LATEST MACHINES

TVETS to share training equipment with teachers colleges— PS Muoria

The move will help tutors to get the technical skills and know how to implement CBC

In Summary
  • So far, a total of 154 TVET institutions in the country have been equipped with the latest machines to boost the skills of learners.
  • The institutions are now expected to produce graduates with hands-on experience and the requisite set of technical skills to meet labour and industrial demands.
Principal Secretary for TVETs Esther Muoria during the official opening a four-day annual conference for members of the Kenya Teachers’ Colleges Principals Association (KTCPA).
Principal Secretary for TVETs Esther Muoria during the official opening a four-day annual conference for members of the Kenya Teachers’ Colleges Principals Association (KTCPA).
Image: ONYANGO OCHIENG

Technical Vocational and Education Training (TVETs) institutions will share training equipment with Teacher Training Institutions located in the same geographical area.

This is according to the Principal Secretary for TVETs Esther Muoria. She said the Ministry of Education through her department will soon map out all the TVETs and teacher training institutions located in the same area to implement the directive.

The move, she said, will help teachers to get the technical skills and know how to implement the Competency-Based Curriculum because TVETs already have the learning equipment.

Muoria was speaking in Mombasa on Monday after officially opening a four-day annual conference for members of the Kenya Teachers’ Colleges Principals Association.

“We are going to partner with teacher training colleges as TVETs so that we can be able to use the equipment we have in our institutions together,” she said.

“We will help our teachers to get the technical skills and know how to implement the CBC curriculum because we have the equipment in our TVET institutions.”

So far, 154 TVET institutions in the country have been equipped with the latest machines to boost the skills of learners.

The institutions are now expected to produce graduates with hands-on experience and the requisite set of technical skills to meet labour and industrial demands.

PS Muoria said the Education ministry was in the process of reducing the number of business courses offered by TVET institutions. This is in bid  to encourage more Science, Technology, Engineering and Mathematics (Stem) courses, so as to have more graduates skilled according to labour market demands.

“We want to move away from theory teaching to practical teaching in our TVET institutions. Our very able Education CS Ezekiel Machogu said we should reduce business courses and encourage more Stem courses in TVET institutions and technical training colleges,” she said.

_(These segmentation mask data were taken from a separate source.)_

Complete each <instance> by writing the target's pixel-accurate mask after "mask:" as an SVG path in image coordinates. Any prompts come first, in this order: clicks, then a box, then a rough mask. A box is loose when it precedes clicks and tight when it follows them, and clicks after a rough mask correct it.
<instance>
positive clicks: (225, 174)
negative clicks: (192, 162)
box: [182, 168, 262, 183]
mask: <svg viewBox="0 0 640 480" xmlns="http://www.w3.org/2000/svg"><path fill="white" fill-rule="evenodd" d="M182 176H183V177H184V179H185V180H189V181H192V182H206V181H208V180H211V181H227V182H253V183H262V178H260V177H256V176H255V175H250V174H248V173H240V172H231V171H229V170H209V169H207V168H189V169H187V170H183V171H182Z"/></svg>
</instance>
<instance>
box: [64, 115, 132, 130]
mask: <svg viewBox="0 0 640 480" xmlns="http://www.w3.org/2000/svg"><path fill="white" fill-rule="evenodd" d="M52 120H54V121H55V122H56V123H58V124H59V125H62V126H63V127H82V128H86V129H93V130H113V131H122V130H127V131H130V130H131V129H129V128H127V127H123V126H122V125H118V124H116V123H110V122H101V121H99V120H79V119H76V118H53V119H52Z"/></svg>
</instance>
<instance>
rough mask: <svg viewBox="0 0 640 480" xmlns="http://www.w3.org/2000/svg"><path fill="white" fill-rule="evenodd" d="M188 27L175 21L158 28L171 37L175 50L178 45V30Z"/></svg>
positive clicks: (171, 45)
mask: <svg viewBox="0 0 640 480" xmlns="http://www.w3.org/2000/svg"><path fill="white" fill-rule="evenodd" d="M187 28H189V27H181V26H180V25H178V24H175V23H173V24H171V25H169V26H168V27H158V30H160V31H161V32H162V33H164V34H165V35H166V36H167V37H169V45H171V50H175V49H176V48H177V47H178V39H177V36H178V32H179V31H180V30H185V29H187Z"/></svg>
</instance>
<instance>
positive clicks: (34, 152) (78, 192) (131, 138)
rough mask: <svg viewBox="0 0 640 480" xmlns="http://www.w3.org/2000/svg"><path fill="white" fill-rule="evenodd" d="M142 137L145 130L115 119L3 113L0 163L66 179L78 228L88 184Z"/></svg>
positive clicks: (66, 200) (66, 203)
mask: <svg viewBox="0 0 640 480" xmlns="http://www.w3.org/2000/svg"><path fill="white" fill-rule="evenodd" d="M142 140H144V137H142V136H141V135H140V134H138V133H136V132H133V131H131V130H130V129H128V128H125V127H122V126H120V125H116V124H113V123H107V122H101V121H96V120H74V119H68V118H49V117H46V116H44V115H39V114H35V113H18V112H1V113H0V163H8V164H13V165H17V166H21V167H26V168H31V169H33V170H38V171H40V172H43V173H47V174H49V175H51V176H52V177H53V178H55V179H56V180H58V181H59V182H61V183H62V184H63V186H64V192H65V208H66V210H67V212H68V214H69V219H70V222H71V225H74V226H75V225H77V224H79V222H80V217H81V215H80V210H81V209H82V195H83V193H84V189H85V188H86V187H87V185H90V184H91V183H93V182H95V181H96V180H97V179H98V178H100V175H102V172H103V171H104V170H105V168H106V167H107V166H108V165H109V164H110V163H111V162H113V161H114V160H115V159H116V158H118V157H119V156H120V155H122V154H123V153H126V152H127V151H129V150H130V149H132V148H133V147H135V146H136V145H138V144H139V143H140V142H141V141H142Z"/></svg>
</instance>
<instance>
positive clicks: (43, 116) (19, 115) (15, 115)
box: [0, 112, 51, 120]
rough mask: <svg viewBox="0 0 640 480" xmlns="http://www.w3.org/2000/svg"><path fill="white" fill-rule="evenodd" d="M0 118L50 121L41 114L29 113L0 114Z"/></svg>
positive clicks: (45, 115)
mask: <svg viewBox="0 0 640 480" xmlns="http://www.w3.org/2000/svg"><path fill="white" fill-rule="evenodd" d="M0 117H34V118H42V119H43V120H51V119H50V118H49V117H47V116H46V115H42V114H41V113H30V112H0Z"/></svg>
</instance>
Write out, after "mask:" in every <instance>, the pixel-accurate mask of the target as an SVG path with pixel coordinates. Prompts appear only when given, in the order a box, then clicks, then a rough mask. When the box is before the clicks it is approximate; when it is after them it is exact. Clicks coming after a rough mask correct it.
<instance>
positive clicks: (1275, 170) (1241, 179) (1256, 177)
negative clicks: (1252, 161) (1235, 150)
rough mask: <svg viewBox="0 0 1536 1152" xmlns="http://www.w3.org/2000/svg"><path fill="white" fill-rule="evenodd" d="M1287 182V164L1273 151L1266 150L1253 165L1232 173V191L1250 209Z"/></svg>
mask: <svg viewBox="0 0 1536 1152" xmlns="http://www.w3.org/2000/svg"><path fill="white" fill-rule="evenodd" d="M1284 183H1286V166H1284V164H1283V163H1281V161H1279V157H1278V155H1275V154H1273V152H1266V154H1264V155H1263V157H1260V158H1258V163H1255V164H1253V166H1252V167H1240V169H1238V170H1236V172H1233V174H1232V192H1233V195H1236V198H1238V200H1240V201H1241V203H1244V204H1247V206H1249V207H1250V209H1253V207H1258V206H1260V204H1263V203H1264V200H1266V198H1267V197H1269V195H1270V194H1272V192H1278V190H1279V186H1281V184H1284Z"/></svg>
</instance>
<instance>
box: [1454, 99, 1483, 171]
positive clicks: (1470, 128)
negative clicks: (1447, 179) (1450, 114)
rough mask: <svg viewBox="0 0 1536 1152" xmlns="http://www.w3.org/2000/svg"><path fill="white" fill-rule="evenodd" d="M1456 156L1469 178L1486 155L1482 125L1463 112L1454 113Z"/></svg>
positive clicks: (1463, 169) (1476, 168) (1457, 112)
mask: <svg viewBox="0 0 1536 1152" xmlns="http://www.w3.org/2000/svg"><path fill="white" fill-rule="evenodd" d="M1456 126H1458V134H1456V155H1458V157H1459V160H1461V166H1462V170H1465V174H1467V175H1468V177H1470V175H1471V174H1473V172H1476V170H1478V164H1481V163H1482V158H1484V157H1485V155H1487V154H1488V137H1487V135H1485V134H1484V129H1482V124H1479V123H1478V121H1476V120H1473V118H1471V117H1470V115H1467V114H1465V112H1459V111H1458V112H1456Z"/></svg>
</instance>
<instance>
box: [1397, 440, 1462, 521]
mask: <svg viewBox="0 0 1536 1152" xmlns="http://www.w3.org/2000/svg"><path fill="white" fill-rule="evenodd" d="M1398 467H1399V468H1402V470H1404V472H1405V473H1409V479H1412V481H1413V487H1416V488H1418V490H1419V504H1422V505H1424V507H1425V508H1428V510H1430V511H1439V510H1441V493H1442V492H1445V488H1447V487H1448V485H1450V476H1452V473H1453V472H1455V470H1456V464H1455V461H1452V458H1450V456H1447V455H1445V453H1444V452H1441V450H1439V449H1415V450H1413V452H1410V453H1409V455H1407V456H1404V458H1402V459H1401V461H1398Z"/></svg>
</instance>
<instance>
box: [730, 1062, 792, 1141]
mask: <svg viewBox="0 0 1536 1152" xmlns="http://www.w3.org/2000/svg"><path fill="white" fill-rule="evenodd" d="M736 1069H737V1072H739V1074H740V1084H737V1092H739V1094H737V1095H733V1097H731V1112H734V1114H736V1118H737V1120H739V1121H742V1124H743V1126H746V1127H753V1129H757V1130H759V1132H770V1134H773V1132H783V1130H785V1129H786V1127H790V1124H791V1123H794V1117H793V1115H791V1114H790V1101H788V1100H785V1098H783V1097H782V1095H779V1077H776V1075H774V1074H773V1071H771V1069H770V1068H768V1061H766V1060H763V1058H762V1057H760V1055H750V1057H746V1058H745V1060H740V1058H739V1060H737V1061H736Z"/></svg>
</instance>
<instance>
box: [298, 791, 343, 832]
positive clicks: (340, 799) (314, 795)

“The skills will be taught mostly in the stem courses because we want to industrialise this country and we can only achieve this if we have technical courses being upraised.”

In a speech read on his behalf by the PS, Machogu said the CBC is a value-based curriculum that aims at empowering learners and youth with the requisite 21st century skills for their own development, and that of the nation.

He said with the implementation of CBC, the potential of each learner is identified at an early age. He said teachers play a central role in these processes by guiding the learner in the identification of different pathways based on their talents and potential.

This, he said, must be the teacher trainers driving force and desire to achieve in every trainee that passes through their hands as teacher educators.

“This conference has come at an opportune time when you, as teacher educators, must chart the way forward in ensuring the teachers you produce from your colleges are of high quality. They should also be able to effectively implement the CBC in the schools,” Machogu said.

“Your primary responsibility entails not only the development of quality teachers for our schools but also teachers with the ability to nurture the tender minds of our children from early years until they become skilled and responsible citizens of this great nation.”

Machogu said the government will work closely with private TTCs by establishing communities of practice to complement each other’s efforts, and learn from each other in order to provide quality and effective teachers for both public and private schools where Kenyan children attend.

He commended the TTCs for commencing the implementation of Competency-Based Teacher Education with the first cohort of pre-service and upgrade in 2021.

The first cohort of the upgrade trainees he said graduated in December 2022, and a number of them have already been employed by the Teacher Service Commission.

The pre-service, he said, have completed two years and in September 2023, they will begin the third and final year.

“I have no doubt that teachers leaving your colleges at the end of the course will have been thoroughly prepared to implement the education reforms,” he said.

KTCPA chairman Saul Barasa said the conference was very crucial as members will discuss issues surrounding education reform as they affect teachers.

The conference is themed; ‘Empowering the Teacher Educator in The Era of Education Reform’.

“I can confirm to you that all teacher training colleges have embraced a new curriculum called the Competency-Based Teacher Education Programme,” Barasa said.

Barasa is also the Chief Principal Kibabii Diploma Teachers Training Institute.